I don’t care if it is e-fence, 8 foot high chain link or the most beautifully constructed solid fence on the market. IF you allow your dog lots of unsupervised hours in the yard, don’t be surprised if behavior problems start up.

Third, it is not an invisible fence causing aggression:

It is territorial or barrier frustration that is not addressed and dealt with effectively. Either of those issues will escalate into an aggressive response.  There may be those who want to scapegoat e-fence but once we admit that the root cause is not the type of containment we can get busy working on the real problem…encouraging dog owners to spend focused, meaningful time with their dog rather than leaving them unattended outside for hours on end.

The recipe is pretty simple. Time well spent exercises the body and the brain, thereby reducing pent up energy and frustration, which in turn eliminates or greatly reduces most behavior issues.

Fourth, the “space myth” may be one of the most frequently touted beliefs about dog behavior:

The idea that somehow enough yard space ought to solve any problem…statements like: “..BUT we have a BIG yard for him to enjoy.” or ” she just needs more room to run.” make me cringe. Seriously, when is the last time you saw a dog lounging in the hammock reading a book or spinning around a 2 acre parcel working vigorously through a well designed exercise routine?

It just doesn’t work that way. Healthy, energetic dog’s left to their own devices are going to do things that most of us disapprove of. That list of behaviors includes barking, digging, lunging, chasing, and chewing. Unattended dogs are likely to do these things whether they have a big yard or not. The square footage is far less relevant than the quality of the time the pooch actually spends in that yard.


So regardless of what type of fencing (or no fencing at all) here’s what I’d like you to remember:


* You need to walk your dog. Daily if possible or at least multiple times/week. Walks include some part of it structured time, walking nicely beside you on a loose leash or off, but not just aimlessly dragging you here and there sniffing everything and peeing at each opportunity.

*If you have a big yard, that’s great, but use it WITH the dog! It can be simple stuff like fetch or frisbee, or more creative with some agility options like jumps or tunnels.  Just 20 minutes a day spent with your dog doing those activities will go a long way toward preventing behavior problems, including aggression.

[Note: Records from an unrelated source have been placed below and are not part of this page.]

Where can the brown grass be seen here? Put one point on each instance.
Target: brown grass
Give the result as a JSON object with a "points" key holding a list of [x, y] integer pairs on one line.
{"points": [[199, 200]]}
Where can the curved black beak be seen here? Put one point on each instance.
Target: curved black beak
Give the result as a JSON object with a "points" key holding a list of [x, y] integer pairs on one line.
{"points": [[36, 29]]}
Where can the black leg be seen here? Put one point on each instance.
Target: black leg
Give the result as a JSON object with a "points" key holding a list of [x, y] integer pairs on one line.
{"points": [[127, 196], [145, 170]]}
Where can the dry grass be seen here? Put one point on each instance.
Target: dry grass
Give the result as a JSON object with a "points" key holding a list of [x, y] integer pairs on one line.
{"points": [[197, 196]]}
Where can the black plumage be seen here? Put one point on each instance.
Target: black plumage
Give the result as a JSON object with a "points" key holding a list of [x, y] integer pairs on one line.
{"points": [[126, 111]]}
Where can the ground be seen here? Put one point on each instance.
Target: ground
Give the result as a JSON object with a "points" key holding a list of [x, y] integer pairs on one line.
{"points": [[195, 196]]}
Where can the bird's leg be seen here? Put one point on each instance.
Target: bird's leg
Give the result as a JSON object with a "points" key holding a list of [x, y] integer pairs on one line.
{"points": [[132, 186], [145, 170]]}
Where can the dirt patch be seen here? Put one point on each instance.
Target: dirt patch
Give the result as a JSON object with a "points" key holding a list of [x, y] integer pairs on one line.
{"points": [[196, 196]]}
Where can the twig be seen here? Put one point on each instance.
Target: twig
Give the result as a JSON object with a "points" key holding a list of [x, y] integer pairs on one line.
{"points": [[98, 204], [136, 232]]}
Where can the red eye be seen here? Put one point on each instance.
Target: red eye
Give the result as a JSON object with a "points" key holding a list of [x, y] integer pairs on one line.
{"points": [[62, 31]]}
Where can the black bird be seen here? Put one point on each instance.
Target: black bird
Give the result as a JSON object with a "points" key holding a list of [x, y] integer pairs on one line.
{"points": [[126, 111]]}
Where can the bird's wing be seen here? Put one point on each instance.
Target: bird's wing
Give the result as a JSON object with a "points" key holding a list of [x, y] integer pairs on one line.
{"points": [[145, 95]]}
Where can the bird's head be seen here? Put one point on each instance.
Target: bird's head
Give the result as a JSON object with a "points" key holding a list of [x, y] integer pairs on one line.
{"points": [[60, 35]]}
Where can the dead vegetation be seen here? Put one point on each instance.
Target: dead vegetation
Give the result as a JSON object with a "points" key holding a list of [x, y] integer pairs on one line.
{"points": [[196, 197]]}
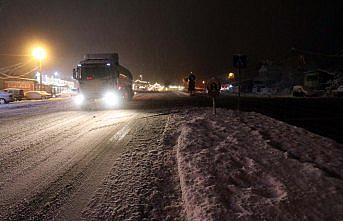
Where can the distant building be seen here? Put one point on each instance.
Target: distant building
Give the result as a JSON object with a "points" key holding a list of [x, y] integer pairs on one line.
{"points": [[318, 79]]}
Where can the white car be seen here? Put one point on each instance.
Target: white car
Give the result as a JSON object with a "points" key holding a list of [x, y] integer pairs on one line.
{"points": [[37, 95], [5, 97]]}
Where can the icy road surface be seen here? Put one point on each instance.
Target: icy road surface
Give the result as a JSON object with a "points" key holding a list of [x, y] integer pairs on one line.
{"points": [[60, 163]]}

* Don’t leave your dog out in the yard for long, unsupervised periods of time. It’s fine for him to go out to potty or lay under the tree if he’s already been exercised, but putting a dog in the yard for hours while you leave the premises or attend to lots of activity inside is a bad idea so just axe that one from the repertoire.

* If your in the yard doing small tasks (weeding a garden, reading a book) multi -task your time. Teach your dog to stay laying on a towel or blanket nearby. Your dog will actually be learning a valuable skill while exercising his brain.

So that’s my view on it. As long as you’re not using your yard as the daily babysitter, I really don’t care that much what type of containment system you chose. An invisible fence for dogs is not

What do you think? It doesn’t sound that difficult does it? I mean gee whiz, otherwise what did you get the dog for? (and please don’t tell me “to play with the kids”…we all know how quickly kids get bored with anything they’ve had for more than 2 weeks.)